Nick Newell discusses his time off from MMA and his return to action at LFA 35 on Friday.
Few MMA fighters stay retired forever.
That holds true for Nick Newell, who stepped away from the sport in October 2015. He kept getting injured, and didn’t want to fight just to get a paycheck. It was hard for Newell to get motivated for a fight he’d enter hurt, barely himself. And that happened over and over again. So he said goodbye to MMA competition.
That goodbye ends on Friday, when Newell returns to action at LFA 35 in Houston. Exactly 890 days separate his last fight, a decision win over Tommy Marcellino at WSOF 24, and his return.
With that long between fights, why come back now?
“Because I want to,” Newell told BloodyElbow.com. “I never lost my fire to learn martial arts.”
Though injuries were one of the main reasons he left MMA, Newell also wanted to ensure his future was secured. MMA, of course, doesn’t last forever, and most fighters need to find a different career after fighting.
Since his retirement, Newell opened up a gym in Connecticut called Fighting Arts Academy, which is now home to several pro and amateur fighters.
“The industry is not the most promising if you get injured or, say, you fall off a little bit, or something happens and you can’t fight for a while,” Newell said. “I wanted to make sure that I was set up financially for my future. I started my own business, and I’ve been working on that.”

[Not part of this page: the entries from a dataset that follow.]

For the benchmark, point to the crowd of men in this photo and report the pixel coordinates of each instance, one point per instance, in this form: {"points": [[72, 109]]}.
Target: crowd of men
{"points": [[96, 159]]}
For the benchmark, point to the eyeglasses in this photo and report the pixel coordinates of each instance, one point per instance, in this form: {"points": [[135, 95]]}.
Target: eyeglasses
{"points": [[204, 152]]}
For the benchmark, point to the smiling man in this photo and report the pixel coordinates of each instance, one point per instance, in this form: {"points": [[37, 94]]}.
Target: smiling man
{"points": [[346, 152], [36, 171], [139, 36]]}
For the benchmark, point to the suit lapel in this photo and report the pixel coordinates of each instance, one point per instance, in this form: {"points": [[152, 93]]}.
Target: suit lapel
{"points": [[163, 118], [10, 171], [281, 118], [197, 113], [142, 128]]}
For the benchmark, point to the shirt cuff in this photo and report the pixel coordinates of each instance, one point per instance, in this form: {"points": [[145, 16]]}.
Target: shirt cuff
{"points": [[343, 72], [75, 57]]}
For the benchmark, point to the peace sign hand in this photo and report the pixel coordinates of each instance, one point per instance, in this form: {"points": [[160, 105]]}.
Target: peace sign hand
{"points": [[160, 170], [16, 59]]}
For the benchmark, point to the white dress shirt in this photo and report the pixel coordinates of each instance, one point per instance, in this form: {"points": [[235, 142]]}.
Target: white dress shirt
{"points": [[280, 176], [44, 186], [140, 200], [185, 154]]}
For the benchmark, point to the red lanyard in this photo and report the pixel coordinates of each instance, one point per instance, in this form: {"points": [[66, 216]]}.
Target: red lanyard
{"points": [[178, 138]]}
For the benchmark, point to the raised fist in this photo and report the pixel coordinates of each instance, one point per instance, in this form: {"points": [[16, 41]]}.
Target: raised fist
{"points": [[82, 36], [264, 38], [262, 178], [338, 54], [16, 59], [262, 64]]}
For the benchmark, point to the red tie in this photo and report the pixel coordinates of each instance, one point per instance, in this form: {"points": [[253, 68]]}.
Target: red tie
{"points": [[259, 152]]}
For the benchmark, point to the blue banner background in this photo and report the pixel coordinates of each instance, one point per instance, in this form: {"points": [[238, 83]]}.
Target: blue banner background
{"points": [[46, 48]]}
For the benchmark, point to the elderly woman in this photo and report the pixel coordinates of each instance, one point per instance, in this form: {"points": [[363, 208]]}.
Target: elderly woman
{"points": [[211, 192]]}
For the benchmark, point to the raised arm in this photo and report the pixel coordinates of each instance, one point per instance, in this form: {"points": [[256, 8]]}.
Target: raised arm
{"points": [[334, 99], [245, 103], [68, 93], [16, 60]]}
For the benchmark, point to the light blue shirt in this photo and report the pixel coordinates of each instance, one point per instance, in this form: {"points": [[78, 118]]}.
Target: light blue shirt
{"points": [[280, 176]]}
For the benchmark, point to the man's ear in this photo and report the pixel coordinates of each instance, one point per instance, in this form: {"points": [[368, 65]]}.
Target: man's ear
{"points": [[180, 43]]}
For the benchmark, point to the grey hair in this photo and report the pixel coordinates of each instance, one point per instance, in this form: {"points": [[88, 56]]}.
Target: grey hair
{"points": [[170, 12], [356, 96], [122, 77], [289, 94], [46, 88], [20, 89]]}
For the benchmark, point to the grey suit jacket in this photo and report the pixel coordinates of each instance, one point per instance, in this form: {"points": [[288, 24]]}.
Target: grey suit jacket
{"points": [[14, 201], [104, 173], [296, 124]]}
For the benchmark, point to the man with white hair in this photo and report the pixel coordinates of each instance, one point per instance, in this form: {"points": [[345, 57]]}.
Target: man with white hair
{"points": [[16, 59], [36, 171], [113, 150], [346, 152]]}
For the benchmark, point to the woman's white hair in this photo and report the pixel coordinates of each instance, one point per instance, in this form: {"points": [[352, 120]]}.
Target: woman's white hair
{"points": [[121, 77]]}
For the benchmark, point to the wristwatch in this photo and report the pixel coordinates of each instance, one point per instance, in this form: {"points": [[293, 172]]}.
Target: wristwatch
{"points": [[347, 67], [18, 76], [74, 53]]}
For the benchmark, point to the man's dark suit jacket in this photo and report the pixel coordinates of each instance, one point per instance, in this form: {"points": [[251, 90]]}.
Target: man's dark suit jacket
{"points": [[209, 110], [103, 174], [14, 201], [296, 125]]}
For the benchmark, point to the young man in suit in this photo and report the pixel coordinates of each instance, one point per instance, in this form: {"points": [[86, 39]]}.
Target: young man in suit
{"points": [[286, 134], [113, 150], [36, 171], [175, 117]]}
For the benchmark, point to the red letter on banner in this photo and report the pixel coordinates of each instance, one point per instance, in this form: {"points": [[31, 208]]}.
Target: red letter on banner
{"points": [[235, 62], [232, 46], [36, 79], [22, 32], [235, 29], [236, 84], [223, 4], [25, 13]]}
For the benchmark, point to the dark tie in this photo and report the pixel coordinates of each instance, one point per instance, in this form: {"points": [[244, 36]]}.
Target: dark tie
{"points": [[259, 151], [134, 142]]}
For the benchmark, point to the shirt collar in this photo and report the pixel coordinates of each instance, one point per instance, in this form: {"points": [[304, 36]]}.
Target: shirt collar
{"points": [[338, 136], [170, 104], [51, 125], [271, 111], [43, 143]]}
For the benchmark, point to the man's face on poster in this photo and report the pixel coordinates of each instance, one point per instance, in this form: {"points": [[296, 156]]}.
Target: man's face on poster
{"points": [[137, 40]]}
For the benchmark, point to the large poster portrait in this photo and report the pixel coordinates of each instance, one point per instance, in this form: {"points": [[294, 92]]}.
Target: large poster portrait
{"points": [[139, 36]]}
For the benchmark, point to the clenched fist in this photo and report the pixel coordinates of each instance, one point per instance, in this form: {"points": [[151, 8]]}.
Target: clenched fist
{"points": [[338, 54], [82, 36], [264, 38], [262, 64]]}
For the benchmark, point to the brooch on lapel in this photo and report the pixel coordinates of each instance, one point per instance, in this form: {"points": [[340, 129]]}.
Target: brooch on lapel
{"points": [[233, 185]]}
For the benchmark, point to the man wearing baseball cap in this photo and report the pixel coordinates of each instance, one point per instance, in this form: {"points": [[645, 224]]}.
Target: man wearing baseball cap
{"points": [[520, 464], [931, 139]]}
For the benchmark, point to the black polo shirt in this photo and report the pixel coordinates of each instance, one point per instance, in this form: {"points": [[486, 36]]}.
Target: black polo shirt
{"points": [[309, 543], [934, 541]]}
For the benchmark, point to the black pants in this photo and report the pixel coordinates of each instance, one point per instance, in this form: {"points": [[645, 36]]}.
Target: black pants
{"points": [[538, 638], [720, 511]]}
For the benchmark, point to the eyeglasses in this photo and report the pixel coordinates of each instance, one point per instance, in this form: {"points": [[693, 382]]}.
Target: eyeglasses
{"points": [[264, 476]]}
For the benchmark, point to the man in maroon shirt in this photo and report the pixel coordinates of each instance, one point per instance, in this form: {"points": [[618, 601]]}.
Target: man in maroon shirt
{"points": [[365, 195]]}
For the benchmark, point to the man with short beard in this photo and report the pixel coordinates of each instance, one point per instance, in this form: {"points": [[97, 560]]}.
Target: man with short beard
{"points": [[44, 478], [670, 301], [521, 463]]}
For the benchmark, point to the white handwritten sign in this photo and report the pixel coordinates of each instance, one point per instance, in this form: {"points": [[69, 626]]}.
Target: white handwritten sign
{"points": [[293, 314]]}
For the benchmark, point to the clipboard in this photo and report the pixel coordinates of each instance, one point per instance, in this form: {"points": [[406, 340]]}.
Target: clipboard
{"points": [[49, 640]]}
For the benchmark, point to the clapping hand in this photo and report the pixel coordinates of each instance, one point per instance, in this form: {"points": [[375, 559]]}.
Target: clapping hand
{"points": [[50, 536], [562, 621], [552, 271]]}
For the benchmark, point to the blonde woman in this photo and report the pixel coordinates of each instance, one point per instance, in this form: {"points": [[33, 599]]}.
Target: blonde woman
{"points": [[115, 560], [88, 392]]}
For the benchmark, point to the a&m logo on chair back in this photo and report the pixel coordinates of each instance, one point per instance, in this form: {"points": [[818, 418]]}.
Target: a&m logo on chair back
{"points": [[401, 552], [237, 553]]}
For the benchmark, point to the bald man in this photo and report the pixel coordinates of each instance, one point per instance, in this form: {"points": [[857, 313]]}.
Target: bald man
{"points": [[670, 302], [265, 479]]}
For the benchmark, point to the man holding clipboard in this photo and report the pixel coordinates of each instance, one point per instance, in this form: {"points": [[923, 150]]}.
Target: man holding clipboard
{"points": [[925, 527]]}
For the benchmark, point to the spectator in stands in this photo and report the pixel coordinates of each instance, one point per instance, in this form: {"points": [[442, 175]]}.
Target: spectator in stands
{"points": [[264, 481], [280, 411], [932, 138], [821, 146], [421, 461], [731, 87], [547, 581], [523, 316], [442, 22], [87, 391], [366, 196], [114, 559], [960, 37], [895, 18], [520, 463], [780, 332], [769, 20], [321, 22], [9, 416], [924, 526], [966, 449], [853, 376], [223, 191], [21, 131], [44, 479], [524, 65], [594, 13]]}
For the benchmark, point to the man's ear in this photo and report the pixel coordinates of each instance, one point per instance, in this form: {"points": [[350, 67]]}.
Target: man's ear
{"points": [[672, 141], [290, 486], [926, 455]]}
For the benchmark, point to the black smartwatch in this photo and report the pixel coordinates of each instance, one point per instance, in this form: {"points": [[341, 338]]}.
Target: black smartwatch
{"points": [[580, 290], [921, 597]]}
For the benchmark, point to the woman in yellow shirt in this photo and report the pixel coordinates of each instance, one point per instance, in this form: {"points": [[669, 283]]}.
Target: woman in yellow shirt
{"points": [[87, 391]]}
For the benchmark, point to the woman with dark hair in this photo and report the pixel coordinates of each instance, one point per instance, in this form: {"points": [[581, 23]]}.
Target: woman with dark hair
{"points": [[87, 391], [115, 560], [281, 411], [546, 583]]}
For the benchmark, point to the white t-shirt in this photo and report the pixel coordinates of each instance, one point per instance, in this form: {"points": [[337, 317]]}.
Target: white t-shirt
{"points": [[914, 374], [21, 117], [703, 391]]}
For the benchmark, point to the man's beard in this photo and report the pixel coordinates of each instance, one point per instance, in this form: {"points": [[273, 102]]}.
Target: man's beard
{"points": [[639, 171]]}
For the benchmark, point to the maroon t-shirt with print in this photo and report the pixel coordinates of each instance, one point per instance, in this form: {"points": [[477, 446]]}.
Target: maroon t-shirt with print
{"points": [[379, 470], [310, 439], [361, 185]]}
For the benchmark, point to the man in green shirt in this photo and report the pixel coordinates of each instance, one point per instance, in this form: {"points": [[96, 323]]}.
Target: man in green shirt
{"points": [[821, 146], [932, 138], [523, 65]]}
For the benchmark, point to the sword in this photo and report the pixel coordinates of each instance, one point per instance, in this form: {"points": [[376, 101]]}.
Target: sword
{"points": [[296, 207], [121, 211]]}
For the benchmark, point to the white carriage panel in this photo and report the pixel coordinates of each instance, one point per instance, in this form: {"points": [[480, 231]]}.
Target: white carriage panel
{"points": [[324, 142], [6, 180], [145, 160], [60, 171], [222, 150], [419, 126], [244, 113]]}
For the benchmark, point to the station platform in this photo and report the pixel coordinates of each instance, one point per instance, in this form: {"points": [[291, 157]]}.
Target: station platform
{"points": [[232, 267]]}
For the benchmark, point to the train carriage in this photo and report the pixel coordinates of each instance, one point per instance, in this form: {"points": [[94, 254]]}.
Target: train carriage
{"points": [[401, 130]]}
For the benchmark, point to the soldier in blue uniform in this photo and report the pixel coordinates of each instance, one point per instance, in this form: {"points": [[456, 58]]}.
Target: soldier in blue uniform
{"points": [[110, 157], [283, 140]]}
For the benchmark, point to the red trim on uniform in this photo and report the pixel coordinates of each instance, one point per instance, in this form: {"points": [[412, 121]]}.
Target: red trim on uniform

Newell said after his last fight, he didn’t do too much training for about six months; he didn’t want to suffer yet another injury. When he did train, he was real careful not to strain anything.
But for most of his retirement, he has been training — and improving as a mixed martial artist. Ring rust won’t be a factor on Friday, Newell said.
“I really didn’t do anything strenuous for six months, because my body was so run down and so beat-up,” Newell said. “The emphasis on improving technique and improving myself as a martial artist has always been there. Martial arts is a lifetime commitment, in my opinion. It’s not something that, ‘Oh, I have a fight, I better train.’”
During his time off, Newell has focused on ensuring his body is not constantly damaged. He has figured out ways to prevent injuries as much as possible. For Newell, it’s just a matter of not training too much.
“I did a lot of experimentation on what my body can handle and how I can perform my best,” Newell said. “Basically, I was helping people get ready for fights, and kind of doing mini camps myself. Seeing how efficient I can be with the work that I do — so not necessarily running myself into the ground as much as I used to.”
Newell added that he used sensory deprivation tanks, got massages, and saw a chiropractor during his LFA 35 fight camp — going the extra mile has also helped with limiting injuries.
“I used to never stop — ‘go, go, go, go, go.’ And I think that hurt me a little bit,” Newell said. “I kind of took my foot off the gas pedal and kind of picked the times that I would really, really go hard for this camp. We’ll see. My body’s never felt as good.”
Newell is not coming back to prove anything to anyone. He doesn’t believe he has unfinished business in MMA, and, at 13-1 professionally, he’s satisfied with how his career has unfolded. He chose to fight again simply because he enjoyed competing, and misses it.
“I think I’ve proven everything I need to prove,” Newell said. … “I’m just doing this because I like it, because I enjoy it, and the fire inside me to just compete is still there. The feeling you get from winning is unlike anything. I need that feeling back in my life.”
If you ask Newell, no fighter goes into a bout at 100 percent. Fighters compete with bumps and bruise all the time. But what Newell fought with in his last few fights was more than that.
“I was starting to get run down,” Newell recalled. “I felt like I wasn’t operating at a functional level. The level I was coming at was not just acceptable to compete (at). I was just trying to not lose instead of win.”
Now, Newell said, he’s entering LFA 35 much healthier — perhaps the healthiest he’s ever been. He’s still a little lower than 100 percent, though.
“I feel really good,” Newell said. “I’m an honest man — I’m at about 90 (percent). It’s good. My body’s a little run down just from training hard, but no glaring injuries, nothing serious. By the time the fight starts, (because) I have that week where I take it easy, I should be about 95 percent, ready to go.”
Newell didn’t comment much on his emotions heading into his return. He did say, however, that he’s “definitely not nervous” and “not worried about anything.” After all, Newell started fighting nearly a decade ago. He’s certainly not new to this.
He signed a three-fight deal with LFA, Newell said, and plans on honoring his contract. Prior to his retirement, Newell had a lengthy stint with WSOF, but opted against signing with the re-branded PFL for this latter part of his career. LFA had the better offer, he said.
Newell also explained why he chose to immediately commit to more than one fight despite not having fought since 2015.
“It was a good offer. I liked it. And I’m all in or all out with the way I do things. I’m all in. I’m ready to do this,” he said.
As far as where he expects his MMA career to go from here, Newell hinted he still has ambitions to fight in the UFC one day. He purposely did not actually say “UFC” when talking about his future, though. He doesn’t want to talk about the UFC too much right away, especially before his return fight.
For now, Newell hopes to prove during his LFA stint that he’s a top 20 lightweight in the world. And that starts on Friday.
Then he can move to the big leagues.
“I’m definitely still reaching my prime and reaching my peak,” Newell said. “I’m just trying to get the biggest fights possible. I think you know where I want to end up, and I think everyone knows where I want to end up, and I think everyone knows where I belong.”